Half of all Kiwi families that had babies five years ago suffered measurable material hardship during their babies' first year of life, a new study has found.

The Growing Up in NZ study, which is tracking 7000 babies born in Auckland and Waikato in 2009-10, has found that in the babies' first year:

* 50 per cent of the families said they were forced to buy cheaper food so they could pay for other things they needed;

* 18 per cent put up with feeling cold to save money;

* 13 per cent had gone without fresh fruit and vegetables so they could pay other expenses;

* 13 per cent had used foodbanks or food grants.

The study's associate director Dr Polly Atatoa-Carr said the results were surprising.

"We do know that in New Zealand we have quite a high proportion of children living in poverty or low income," she said. "But yes, I am surprised. I think it's an area that we need to find out a little bit more about."

Some of the figures in the study are in line with a Statistics NZ living standards survey in 2008, which found that 22 per cent of families with children said they found it difficult to keep the house warm in winter, 9 per cent said they could not keep main rooms warm because of the cost, and 14 per cent cut back or did without fresh fruit and vegetables "a lot".

The figures also reflect the fact that 16 per cent of the families were receiving income-tested benefits when the babies were both nine months and two years old, although about a third of families moved off benefits between those two surveys and another third moved on to benefits.

However the new study shows sharply increased use of foodbanks, up from just 8 per cent who said in 2008 that they "received help (food, clothes, money) from a foodbank or similar".

The new study is also believed to be the first to show that half of all families said they were forced to buy cheaper food to save money for other things.

Dr Atatoa-Carr said these findings might be partly due to the fact that the babies were born into one of the worst recessions in many years.

"We didn't intend to start a longitudinal study at the beginning of a global economic crisis, but it will provide us with a little bit more evidence about what that environment is doing to families," she said.

Full hardship data has not been published since the children were a year old, but it has just been collected again when the children were four and a half and will be published later this year.

However, income data shows that family incomes generally dropped sharply when the babies were born, as one partner generally gave up paid work to look after the child, and have partly recovered since then as caregiving parents - still usually mothers - began going back to work.
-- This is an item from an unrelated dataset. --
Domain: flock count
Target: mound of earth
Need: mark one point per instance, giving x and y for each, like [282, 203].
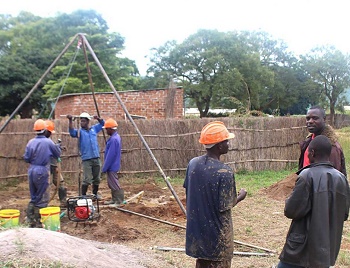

The proportion of families earning at least $70,000 a year dropped from 60 per cent before birth to 48 per cent when the babies were nine months old, but recovered to 54 per cent by the time the children were two.

On top of that, the general economic situation has improved. Statistics NZ surveys show that the proportion of all households saying their income was not enough to meet their needs rose from 16.2 per cent in 2007 to a peak of 18.5 per cent in 2010, but fell to only 12.9 per cent last year.